Si pour un matérialiste conséquent, le libre-arbitre est une fiction, l'égalité entre les hommes également.
Il est facile de s'entendre sur l'égalité mensongère des conditions, la transmission des privilèges, le domaine de l'acquis se parant du masque de l'innée et s'en vantant (Bourdieu),. Les droits réels sont à distinguer des droits concrets (Marx).
Cependant, d'un point de vue plus profond, c'est l'égalité métaphysique entre les hommes à laquelle un matérialiste ne peut pas adhérer. Pour lui, en effet, il n'y a pas derrière les différences empiriques une essence d'ordre religieux à laquelle participerait tous les hommes, et qui serait plus essentielle que les différences.
Non, comme le dit Montaigne, "il y a plus de différences de tel homme à tel homme que d'homme à bête".
Il n'y a en effet pas d'homme, mais que des corps , et des consciences plus ou moins profondes en raison de la complexité de ces corps (loi de complexité-conscience Teilhardienne, manifestation du vouloir-vivre à des degrés divers chez Schopenhauer etc), des corps donc, qui portent des potentialités plus ou moins fécondes.

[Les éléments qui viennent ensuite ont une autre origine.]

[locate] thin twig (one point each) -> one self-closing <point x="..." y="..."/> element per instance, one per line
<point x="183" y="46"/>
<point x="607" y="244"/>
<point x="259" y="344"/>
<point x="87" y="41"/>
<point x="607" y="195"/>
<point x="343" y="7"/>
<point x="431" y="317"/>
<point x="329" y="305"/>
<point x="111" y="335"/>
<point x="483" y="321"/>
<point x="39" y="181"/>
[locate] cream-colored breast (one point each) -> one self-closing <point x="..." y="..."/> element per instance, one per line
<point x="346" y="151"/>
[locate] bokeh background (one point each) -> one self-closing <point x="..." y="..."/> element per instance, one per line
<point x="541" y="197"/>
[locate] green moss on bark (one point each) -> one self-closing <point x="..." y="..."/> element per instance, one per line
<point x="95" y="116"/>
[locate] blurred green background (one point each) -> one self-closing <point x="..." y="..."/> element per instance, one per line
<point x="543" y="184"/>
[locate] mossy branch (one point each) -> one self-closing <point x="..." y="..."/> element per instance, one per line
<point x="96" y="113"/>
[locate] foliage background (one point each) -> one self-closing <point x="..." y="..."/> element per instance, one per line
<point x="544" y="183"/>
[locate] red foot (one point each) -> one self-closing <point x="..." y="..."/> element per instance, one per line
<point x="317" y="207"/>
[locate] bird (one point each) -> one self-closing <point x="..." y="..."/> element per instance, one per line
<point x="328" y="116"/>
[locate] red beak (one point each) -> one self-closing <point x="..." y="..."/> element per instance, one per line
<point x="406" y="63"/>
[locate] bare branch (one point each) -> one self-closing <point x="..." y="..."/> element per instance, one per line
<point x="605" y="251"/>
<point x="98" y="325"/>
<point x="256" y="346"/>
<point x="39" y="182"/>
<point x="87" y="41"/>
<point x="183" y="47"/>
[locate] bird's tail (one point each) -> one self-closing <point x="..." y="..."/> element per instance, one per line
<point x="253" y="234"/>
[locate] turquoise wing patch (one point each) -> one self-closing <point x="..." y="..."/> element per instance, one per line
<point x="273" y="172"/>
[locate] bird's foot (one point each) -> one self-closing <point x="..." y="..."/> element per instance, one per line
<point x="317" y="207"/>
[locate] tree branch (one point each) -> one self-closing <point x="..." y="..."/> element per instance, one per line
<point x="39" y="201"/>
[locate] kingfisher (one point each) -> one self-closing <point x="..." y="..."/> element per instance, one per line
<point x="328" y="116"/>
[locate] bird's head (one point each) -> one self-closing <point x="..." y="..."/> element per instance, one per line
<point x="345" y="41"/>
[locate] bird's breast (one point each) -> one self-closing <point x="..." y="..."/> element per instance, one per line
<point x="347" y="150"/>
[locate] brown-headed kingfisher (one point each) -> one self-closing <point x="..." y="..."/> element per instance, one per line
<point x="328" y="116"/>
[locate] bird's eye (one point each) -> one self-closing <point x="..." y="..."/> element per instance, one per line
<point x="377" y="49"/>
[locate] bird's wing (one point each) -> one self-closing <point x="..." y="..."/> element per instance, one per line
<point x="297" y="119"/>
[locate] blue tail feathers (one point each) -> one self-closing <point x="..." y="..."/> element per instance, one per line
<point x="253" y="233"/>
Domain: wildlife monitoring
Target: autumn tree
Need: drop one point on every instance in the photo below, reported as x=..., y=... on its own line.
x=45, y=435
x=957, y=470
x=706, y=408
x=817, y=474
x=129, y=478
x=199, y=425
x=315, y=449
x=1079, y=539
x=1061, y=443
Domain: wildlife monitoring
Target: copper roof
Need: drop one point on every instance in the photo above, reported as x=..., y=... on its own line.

Ainsi, Balzac était plus intéressant que moi. Il m'était supérieur. Il ne l'est plus. Le pauvre a perdu son corps. Comme c'est triste de penser que la larve, l'insecte ont plus de valeur que ce qu'il est actuellement, rien ou quelques os.
Mais entre moi vivant et Balzac vivant, nulle égalité. Une hiérarchie, une différence qualitative. La fameuse phrase de Sartre: "Tout un homme, fait de tous les hommes, et qui les vaut tous, et que vaut n'importe qui", me semble ridiculement égalitariste et démagogique.